Enable real-time sync:
# 1. First, start the database services
./scripts/services.sh start database
# 2. Set environment variable
export COMIND_GRAPH_SYNC_ENABLED=true
# 3. Then run your Comind instance normally
python src/jetstream_consumer.py --comind conceptualizer
Important: Make sure Neo4j is running before enabling real-time sync. Check service status with:
./scripts/services.sh status
Real-time sync can also be enabled programmatically:
from src.record_manager import RecordManager
# Enable graph sync when creating records
record_manager = RecordManager(client, enable_graph_sync=True)
Batch Sync
The batch sync service maps ATProto records to graph nodes and relationships:
- Schema Setup: Creates constraints and indexes for optimal performance
- Node Creation: Converts records to typed nodes (Concept, Thought, etc.)
- Relationship Mapping: Creates edges based on record references
- Collection Updates: Supports syncing specific record collections
Supported Collections
Comind Collections:
me.comind.concept
→ Concept nodesme.comind.thought
→ Thought nodesme.comind.emotion
→ Emotion nodesme.comind.sphere.core
→ Sphere nodesme.comind.relationship.*
→ Graph relationships
External Collections:
app.bsky.feed.post
→ Post nodes (when--include-external
)
Performance Considerations
Indexes and Constraints
The sync service automatically creates:
- Unique constraints on URIs
- Indexes on frequently queried fields (text, type, createdAt)
- Optimized for common query patterns
Sync Strategy
- Full Sync: Complete rebuild from ATProto records
- Collection Sync: Update specific record types
- Incremental: Future enhancement for real-time updates
Query Optimization
- Use
EXPLAIN
to analyze query performance - Leverage indexes for filtering and sorting
- Limit path length in graph traversals
- Use
count()
aggregations for statistics
Advanced Usage
Custom Queries
Create custom analysis queries for your use cases:
// Find concepts that bridge different spheres
MATCH (s1:Sphere)<-[:IN_SPHERE]-(content1)-[:CONCEPT_RELATION]->(c:Concept)

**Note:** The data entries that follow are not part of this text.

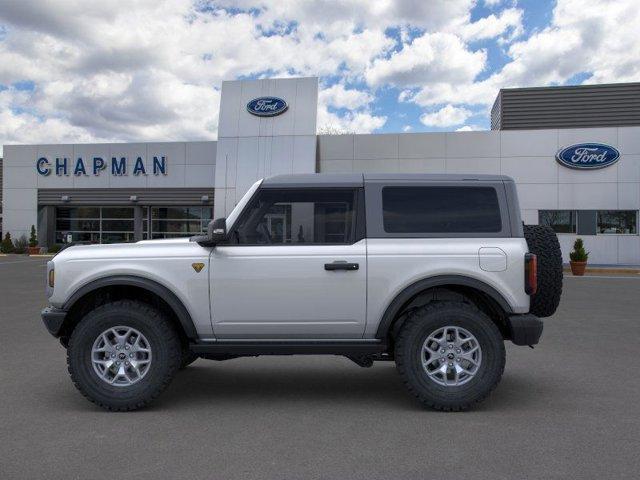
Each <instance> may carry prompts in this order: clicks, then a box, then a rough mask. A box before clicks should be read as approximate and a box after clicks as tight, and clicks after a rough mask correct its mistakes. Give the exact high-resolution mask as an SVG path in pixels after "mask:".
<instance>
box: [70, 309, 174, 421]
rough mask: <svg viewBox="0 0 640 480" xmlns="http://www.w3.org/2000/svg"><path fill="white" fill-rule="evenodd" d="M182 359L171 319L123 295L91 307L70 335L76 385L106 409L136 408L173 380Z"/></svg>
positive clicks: (126, 409)
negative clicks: (89, 310)
mask: <svg viewBox="0 0 640 480" xmlns="http://www.w3.org/2000/svg"><path fill="white" fill-rule="evenodd" d="M181 360H182V348H181V345H180V340H179V338H178V335H177V333H176V332H175V330H174V328H173V326H172V325H171V323H170V321H169V320H168V319H167V318H166V317H165V315H163V314H162V312H160V311H158V310H156V309H155V308H153V307H151V306H150V305H147V304H145V303H142V302H136V301H131V300H120V301H116V302H112V303H107V304H104V305H101V306H99V307H97V308H95V309H94V310H92V311H91V312H89V313H88V314H87V315H86V316H85V317H84V318H83V319H82V320H81V321H80V323H79V324H78V325H77V326H76V328H75V329H74V330H73V333H72V334H71V338H70V339H69V347H68V349H67V365H68V369H69V374H70V375H71V379H72V380H73V383H74V384H75V386H76V387H77V388H78V390H80V392H82V394H83V395H84V396H85V397H87V398H88V399H89V400H91V401H92V402H94V403H95V404H97V405H99V406H100V407H102V408H105V409H107V410H118V411H126V410H135V409H137V408H141V407H144V406H146V405H148V404H149V403H151V401H153V400H154V399H155V398H156V397H158V395H160V393H162V391H163V390H164V389H165V388H166V387H167V386H168V385H169V383H170V382H171V380H172V379H173V377H174V375H175V373H176V371H177V370H178V367H179V366H180V363H181Z"/></svg>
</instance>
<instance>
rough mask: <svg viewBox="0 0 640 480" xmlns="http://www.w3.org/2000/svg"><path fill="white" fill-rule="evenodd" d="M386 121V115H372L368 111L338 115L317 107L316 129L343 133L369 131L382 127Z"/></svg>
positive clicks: (320, 107)
mask: <svg viewBox="0 0 640 480" xmlns="http://www.w3.org/2000/svg"><path fill="white" fill-rule="evenodd" d="M386 122H387V117H386V116H380V115H373V114H372V113H370V112H355V113H354V112H347V113H346V114H345V115H343V116H338V115H336V114H335V113H333V112H330V111H328V110H327V109H326V107H323V106H319V107H318V131H320V132H323V131H335V132H343V133H371V132H374V131H375V130H377V129H379V128H382V127H383V126H384V124H385V123H386Z"/></svg>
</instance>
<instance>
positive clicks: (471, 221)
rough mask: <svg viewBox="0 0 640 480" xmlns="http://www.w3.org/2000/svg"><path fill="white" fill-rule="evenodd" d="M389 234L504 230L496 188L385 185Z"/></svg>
mask: <svg viewBox="0 0 640 480" xmlns="http://www.w3.org/2000/svg"><path fill="white" fill-rule="evenodd" d="M382 209H383V212H382V217H383V223H384V230H385V231H386V232H387V233H435V234H439V233H440V234H442V233H444V234H448V233H478V234H482V233H496V232H500V231H501V230H502V219H501V215H500V206H499V203H498V196H497V193H496V190H495V188H493V187H447V186H429V187H384V188H383V189H382Z"/></svg>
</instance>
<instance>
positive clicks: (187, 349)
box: [180, 347, 200, 370]
mask: <svg viewBox="0 0 640 480" xmlns="http://www.w3.org/2000/svg"><path fill="white" fill-rule="evenodd" d="M198 358H200V357H199V356H198V354H196V353H193V352H192V351H191V350H189V347H183V349H182V358H181V359H180V370H184V369H185V368H187V367H188V366H189V365H191V364H192V363H193V362H195V361H196V360H197V359H198Z"/></svg>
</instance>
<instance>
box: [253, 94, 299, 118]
mask: <svg viewBox="0 0 640 480" xmlns="http://www.w3.org/2000/svg"><path fill="white" fill-rule="evenodd" d="M287 108H289V105H287V102H285V101H284V100H282V99H281V98H278V97H260V98H254V99H253V100H251V101H250V102H249V103H247V111H248V112H249V113H250V114H251V115H256V116H258V117H275V116H276V115H280V114H281V113H284V112H285V111H286V110H287Z"/></svg>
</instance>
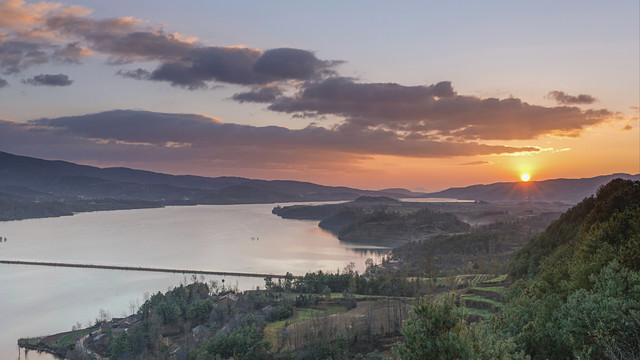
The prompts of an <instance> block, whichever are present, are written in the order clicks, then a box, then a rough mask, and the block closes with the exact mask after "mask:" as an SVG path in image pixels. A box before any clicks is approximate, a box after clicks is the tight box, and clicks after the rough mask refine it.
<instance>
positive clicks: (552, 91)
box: [547, 91, 596, 105]
mask: <svg viewBox="0 0 640 360" xmlns="http://www.w3.org/2000/svg"><path fill="white" fill-rule="evenodd" d="M547 98H549V99H553V100H555V101H556V102H557V103H558V104H567V105H579V104H593V103H594V102H595V101H596V98H594V97H593V96H591V95H587V94H580V95H577V96H574V95H569V94H567V93H565V92H564V91H549V93H548V94H547Z"/></svg>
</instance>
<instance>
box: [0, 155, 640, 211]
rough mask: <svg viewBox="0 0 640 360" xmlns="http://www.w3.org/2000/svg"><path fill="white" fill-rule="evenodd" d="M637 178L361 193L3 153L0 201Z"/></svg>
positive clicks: (454, 192) (525, 199)
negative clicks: (182, 174)
mask: <svg viewBox="0 0 640 360" xmlns="http://www.w3.org/2000/svg"><path fill="white" fill-rule="evenodd" d="M617 177H620V178H624V179H632V180H640V175H629V174H613V175H604V176H598V177H593V178H587V179H554V180H545V181H531V182H527V183H523V182H505V183H495V184H489V185H472V186H468V187H463V188H450V189H447V190H444V191H440V192H434V193H417V192H412V191H409V190H406V189H401V188H394V189H386V190H379V191H374V190H361V189H355V188H350V187H341V186H323V185H318V184H313V183H309V182H301V181H288V180H271V181H268V180H256V179H247V178H242V177H215V178H211V177H203V176H192V175H169V174H162V173H156V172H151V171H143V170H135V169H129V168H123V167H114V168H98V167H94V166H86V165H78V164H74V163H71V162H66V161H52V160H43V159H37V158H32V157H26V156H18V155H13V154H9V153H5V152H0V200H1V199H3V200H12V201H23V202H24V201H29V202H49V203H50V202H56V203H59V202H65V203H70V202H79V201H83V202H91V201H95V200H107V201H109V202H111V203H114V202H122V203H126V202H129V203H130V204H132V205H130V206H131V207H135V206H136V205H133V204H135V203H144V206H145V207H147V206H162V205H181V204H184V205H188V204H250V203H275V202H299V201H329V200H353V199H356V198H358V197H360V196H388V197H392V198H411V197H416V198H419V197H440V198H455V199H464V200H483V201H489V202H497V201H545V202H565V203H577V202H579V201H581V200H582V199H583V198H585V197H587V196H590V195H592V194H594V193H595V191H596V190H597V189H598V187H600V186H601V185H604V184H606V183H607V182H609V181H610V180H611V179H613V178H617Z"/></svg>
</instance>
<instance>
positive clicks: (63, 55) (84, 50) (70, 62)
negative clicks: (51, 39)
mask: <svg viewBox="0 0 640 360" xmlns="http://www.w3.org/2000/svg"><path fill="white" fill-rule="evenodd" d="M90 53H91V51H90V50H88V49H85V48H83V47H82V46H80V44H79V43H77V42H75V43H71V44H67V45H65V46H64V47H61V48H58V49H56V50H54V52H53V57H54V58H55V59H56V60H57V61H60V62H63V63H69V64H79V63H80V59H81V58H83V57H85V56H88V55H89V54H90Z"/></svg>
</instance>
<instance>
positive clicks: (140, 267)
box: [0, 260, 285, 279]
mask: <svg viewBox="0 0 640 360" xmlns="http://www.w3.org/2000/svg"><path fill="white" fill-rule="evenodd" d="M0 264H8V265H35V266H56V267H71V268H84V269H105V270H126V271H152V272H166V273H179V274H202V275H220V276H241V277H257V278H265V277H271V278H274V279H284V277H285V275H275V274H260V273H243V272H231V271H209V270H193V269H170V268H151V267H142V266H115V265H94V264H73V263H58V262H45V261H21V260H0Z"/></svg>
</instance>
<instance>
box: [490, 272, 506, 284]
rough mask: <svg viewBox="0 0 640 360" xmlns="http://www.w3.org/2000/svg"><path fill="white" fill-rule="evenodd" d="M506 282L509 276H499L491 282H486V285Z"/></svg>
mask: <svg viewBox="0 0 640 360" xmlns="http://www.w3.org/2000/svg"><path fill="white" fill-rule="evenodd" d="M505 280H507V274H503V275H500V276H498V277H496V278H493V279H491V280H486V281H485V282H486V283H501V282H503V281H505Z"/></svg>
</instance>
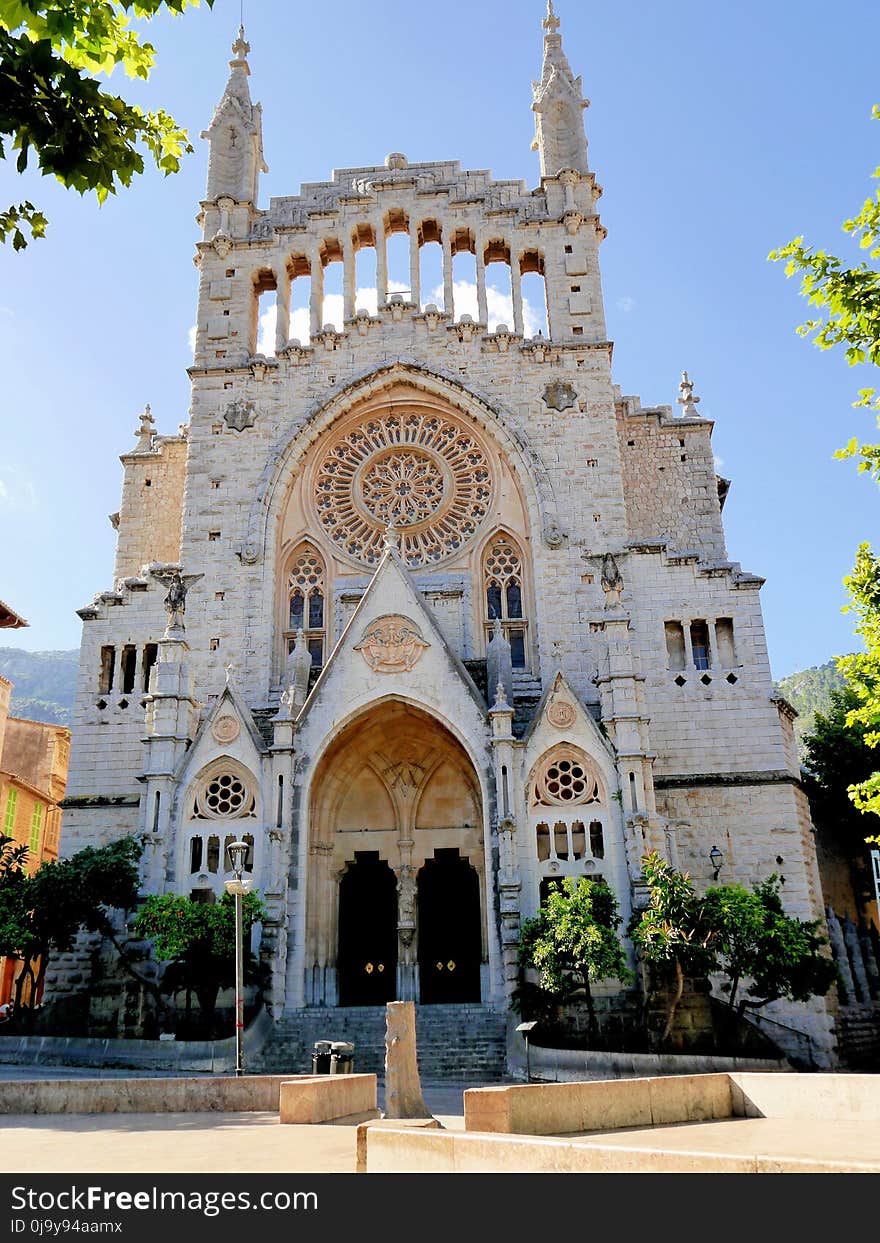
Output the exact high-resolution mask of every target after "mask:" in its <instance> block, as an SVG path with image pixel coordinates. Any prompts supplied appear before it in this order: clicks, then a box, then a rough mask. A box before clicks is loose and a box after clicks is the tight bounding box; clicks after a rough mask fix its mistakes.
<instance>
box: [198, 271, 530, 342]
mask: <svg viewBox="0 0 880 1243" xmlns="http://www.w3.org/2000/svg"><path fill="white" fill-rule="evenodd" d="M388 292H389V293H406V292H409V288H408V286H405V285H401V283H400V282H399V281H389V282H388ZM442 293H444V290H442V285H440V286H438V287H436V288H435V290H431V291H430V293H428V295H426V296H425V298H424V302H425V305H426V303H428V302H434V303H435V305H436V306H440V307H441V306H442ZM452 298H454V301H455V318H456V319H460V318H461V316H462V314H469V316H470V317H471V318H472V319H476V318H477V293H476V285H475V283H474V282H472V281H456V282H455V283H454V285H452ZM486 303H487V307H488V327H490V331H491V332H493V331H495V329H496V328H497V326H498V324H500V323H506V324H507V327H508V328H511V329H512V328H513V303H512V300H511V296H510V293H503V292H502V291H501V290H497V288H495V287H493V286H491V285H487V286H486ZM354 306H355V310H358V311H367V312H368V313H369V314H372V316H374V314H375V313H377V291H375V287H374V286H372V287H370V286H363V287H360V288H358V290H355V293H354ZM522 318H523V331H525V334H526V337H534V336H536V334H537V333H538V331H543V314H542V313H541V312H539V311H538V310H537V308H536V307H534V306H533V305H532V303H531V302H529V301H528V300H527V298H523V301H522ZM343 321H344V303H343V297H342V295H341V293H328V295H327V296H326V297H324V303H323V310H322V326H323V324H326V323H332V324H333V327H334V328H336V329H337V332H341V331H342V328H343ZM275 324H276V310H275V301H271V302H270V303H268V305H267V306H266V308H265V310H264V311H262V312H261V314H260V322H259V327H257V348H256V352H257V353H259V354H266V357H267V358H270V357H272V355H273V354H275ZM287 338H288V341H298V342H301V343H302V344H307V343H308V338H309V311H308V307H295V308H293V311H291V319H290V328H288V332H287ZM189 342H190V348H191V349H195V326H193V327H191V328H190V331H189Z"/></svg>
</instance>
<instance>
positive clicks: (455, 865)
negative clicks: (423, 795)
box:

MATCH (s2:Sphere)<-[:IN_SPHERE]-(content2)-[:CONCEPT_RELATION]->(c)
WHERE s1 <> s2
RETURN c.text, s1.title, s2.title, count(*) as bridge_strength
ORDER BY bridge_strength DESC
Integration with Python
Use the GraphSyncService
class directly in your applications:
from src.graph_sync import create_graph_sync_service
# Create service
sync_service = create_graph_sync_service()
# Get concept network
network = sync_service.get_concept_network("machine learning", depth=3)
# Find clusters
clusters = sync_service.find_concept_clusters(min_connections=5)
# Custom queries
with sync_service.driver.session() as session:
result = session.run("MATCH (n:Concept) RETURN count(n)")
concept_count = result.single()[0]
Troubleshooting
Connection Issues
# Check if Neo4j is running
./scripts/services.sh status
# View Neo4j logs
./scripts/services.sh logs neo4j
# Test connection
./scripts/services.sh shell
Sync Problems
# Enable verbose logging
python scripts/graph_sync.py --sync-all --verbose
# Sync specific collection
python scripts/graph_sync.py --sync-collection me.comind.concept
# Reset schema
# (Stop Neo4j, remove volumes, restart, re-sync)
Performance Issues
- Check query execution with
EXPLAIN
- Ensure indexes are created (
--setup-schema
) - Limit query depth and result size
- Use pagination for large result sets
The graph database integration provides a powerful foundation for analyzing Comind’s knowledge network, discovering patterns, and building sophisticated applications on top of the concept-relationship architecture.